Note pour la période des questions : Stérilisation forcée et contrainte
About
- Numéro de référence :
- ISC-2025-QP-00788
- Date fournie :
- 23 oct. 2025
- Organisation :
- Services aux Autochtones Canada
- Nom du ministre :
- Gull-Masty, Mandy (L’hon.)
- Titre du ministre :
- Ministre des Services aux Autochtones
Enjeu ou question :
S.O.
Réponse suggérée :
• La stérilisation forcée et contrainte sont des formes de violence fondée sur le sexe.
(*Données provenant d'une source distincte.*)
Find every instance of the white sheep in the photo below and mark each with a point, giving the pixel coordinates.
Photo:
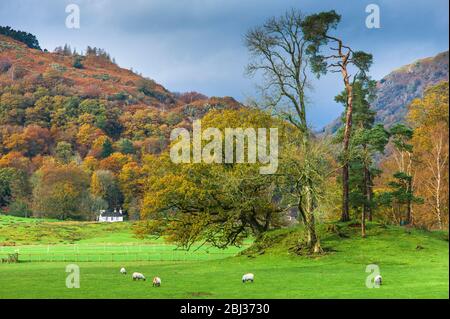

La stérilisation des femmes sans leur consentement éclairé constitue une infraction criminelle grave et contrevient aux droits fondamentaux de la personne et aux normes médicales.
• Services aux Autochtones Canada (SAC) travaillons avec nos partenaires pour lutter contre la stérilisation forcée ou contrainte dans le cadre d'un effort plus large visant à éliminer le racisme systémique dans le système de santé.
• Toute personne touchée ayant besoin de soutien en santé mentale ou d'aide en cas de crise peut contacter le Cercle des survivants pour la justice reproductive ou la Ligne d’écoute d’espoir pour le mieux-être.
Contexte :
• Le 23 octobre 2025, le Toronto Star a publié un article sur Katy Bear, une femme autochtone qui a récemment donné naissance à une petite fille après avoir subi une ligature des trompes forcée et contrainte.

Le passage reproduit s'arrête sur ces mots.